2001-07-21 つまりは朝からビール [長年日記]

[雑記]

昨日の睡眠時間が不規則過ぎたせいか、今日は午前中全然眠れなくてとても困った。軽くアルコールでも入れてみようとビールを飲んだが効果ナシ。ナイトキャップ代わりにするには、甘くて濃いお酒とかいっそミルクの方がむいてるかも知れない。ビールは違うような気が自分でもする。

開き直ってしばらく起きてる内にいつのまにか熟睡。久々に遅刻の不安に苛まれての起床を迎えた。

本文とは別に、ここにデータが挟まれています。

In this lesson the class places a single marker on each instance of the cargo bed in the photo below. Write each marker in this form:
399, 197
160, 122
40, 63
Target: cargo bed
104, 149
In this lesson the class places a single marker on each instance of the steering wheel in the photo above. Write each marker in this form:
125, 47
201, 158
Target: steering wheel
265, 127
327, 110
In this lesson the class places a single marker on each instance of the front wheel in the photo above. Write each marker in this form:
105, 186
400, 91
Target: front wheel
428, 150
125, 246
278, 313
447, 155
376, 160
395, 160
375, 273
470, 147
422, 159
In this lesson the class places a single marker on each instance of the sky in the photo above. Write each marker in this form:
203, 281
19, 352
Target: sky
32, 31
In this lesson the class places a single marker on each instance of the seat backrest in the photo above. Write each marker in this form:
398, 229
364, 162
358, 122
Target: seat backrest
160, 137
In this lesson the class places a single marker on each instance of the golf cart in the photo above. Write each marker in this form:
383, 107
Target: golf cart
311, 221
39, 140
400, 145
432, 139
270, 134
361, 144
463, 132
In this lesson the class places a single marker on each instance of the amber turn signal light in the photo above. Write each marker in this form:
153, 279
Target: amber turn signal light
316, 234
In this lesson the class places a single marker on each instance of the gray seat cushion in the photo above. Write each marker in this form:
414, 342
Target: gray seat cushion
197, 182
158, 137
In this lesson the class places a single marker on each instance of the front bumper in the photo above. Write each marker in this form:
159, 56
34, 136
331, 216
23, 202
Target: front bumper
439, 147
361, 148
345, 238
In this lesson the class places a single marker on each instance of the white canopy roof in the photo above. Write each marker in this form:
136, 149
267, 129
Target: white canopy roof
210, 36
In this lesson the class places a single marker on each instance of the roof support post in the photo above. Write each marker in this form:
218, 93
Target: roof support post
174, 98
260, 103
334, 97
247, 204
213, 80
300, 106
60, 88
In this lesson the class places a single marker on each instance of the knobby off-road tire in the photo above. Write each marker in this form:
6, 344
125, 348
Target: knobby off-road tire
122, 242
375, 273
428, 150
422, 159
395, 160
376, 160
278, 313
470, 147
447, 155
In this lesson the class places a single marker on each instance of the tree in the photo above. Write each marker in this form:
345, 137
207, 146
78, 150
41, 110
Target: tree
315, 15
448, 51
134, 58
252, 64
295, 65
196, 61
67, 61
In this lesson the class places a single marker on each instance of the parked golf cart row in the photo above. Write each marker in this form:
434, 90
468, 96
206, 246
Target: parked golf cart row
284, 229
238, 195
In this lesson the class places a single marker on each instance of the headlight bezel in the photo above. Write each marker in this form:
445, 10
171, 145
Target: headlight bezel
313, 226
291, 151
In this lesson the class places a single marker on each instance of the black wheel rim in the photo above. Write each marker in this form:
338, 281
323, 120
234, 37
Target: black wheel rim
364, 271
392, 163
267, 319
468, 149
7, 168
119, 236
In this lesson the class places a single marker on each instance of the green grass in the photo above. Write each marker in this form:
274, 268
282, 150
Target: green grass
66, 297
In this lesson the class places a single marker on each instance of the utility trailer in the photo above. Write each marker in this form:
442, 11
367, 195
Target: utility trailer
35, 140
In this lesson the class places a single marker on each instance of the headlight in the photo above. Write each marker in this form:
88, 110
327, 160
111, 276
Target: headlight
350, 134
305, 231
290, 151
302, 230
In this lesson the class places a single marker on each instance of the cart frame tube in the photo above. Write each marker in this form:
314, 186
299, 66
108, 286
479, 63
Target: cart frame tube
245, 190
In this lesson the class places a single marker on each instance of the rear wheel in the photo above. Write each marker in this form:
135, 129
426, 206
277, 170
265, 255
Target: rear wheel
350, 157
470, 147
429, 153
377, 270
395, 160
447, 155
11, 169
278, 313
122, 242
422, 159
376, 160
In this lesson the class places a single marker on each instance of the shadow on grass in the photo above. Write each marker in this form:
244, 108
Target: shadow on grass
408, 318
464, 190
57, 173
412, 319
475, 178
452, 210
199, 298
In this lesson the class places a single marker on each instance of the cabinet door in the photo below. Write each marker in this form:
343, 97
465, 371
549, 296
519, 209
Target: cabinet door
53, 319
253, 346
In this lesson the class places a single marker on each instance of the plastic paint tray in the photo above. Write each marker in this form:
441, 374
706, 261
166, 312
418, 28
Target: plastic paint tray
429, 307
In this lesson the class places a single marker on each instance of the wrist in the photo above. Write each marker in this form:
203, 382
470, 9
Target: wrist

[読書]地球はプレイン・ヨーグルト(梶尾真治/ハヤカワ文庫JA)

今更ながらの梶尾真治第1短編集。今から20年以上も前の作品で、何とか私は生まれていたこの頃、SFはジャンル全体で勢いがあったのかなーと星新一の解説を読みながら思った。今じゃちょっと想像できない。

「美亜へ贈る真珠」
「航時機」に1人乗り込んで8万5千分の1の速度で未来にむかって歩む若者と、通常の時の流れに置き去りにされながらもその姿を見守り続けた元婚約者の物語。著者のデビュー作として、この作品は様々な場所で取り上げられている。上手くまとめられないので今は書かないけれど、読んだ後にとてもいろいろ考えさせられた。
「詩帆が去る夏」
一見仲睦まじい父娘の間に秘められた、父だけが知る絆。「クローン有機体として分化成長した個体は、母体のDNA遺伝子だけではなく後天的な記憶をも受け継ぐ」という「レヴィン伝説」よりも、「過去のあやまち」が心中の理由になったらしい当時の時代性?にむしろ興味を惹かれた。ここから背景色。プロポーズを受けた詩帆がありもしない「過去のあやまち」を告白したのは、自分の至らない点がいずれ露呈してせっかく手に入れた幸せがいずれ壊れる事を恐れ、むしろ手に入れる前に失う決意だったのだと思う。結局は手にした直後に人生を終わらせるという方法に変わり、彼女もそれを受け入れたのだけど。
「地球はプレイン・ヨーグルト」
下町で創作料理屋を営む男が巻き込まれた、味覚によってコミュニケーションを行う宇宙人と地球人達による会談とその顛末。宇宙人との奇想天外な接触場面は、異星人達の性交渉を具体的に描写するついでにそれぞれの文明の特質についても述べた「クラスター・サーガ」(ビアズ・アンソニイ)を彷彿とさせる。終わりのグロさ・ダークさを含めて、個人的に非常にSF的と感じた作品であった。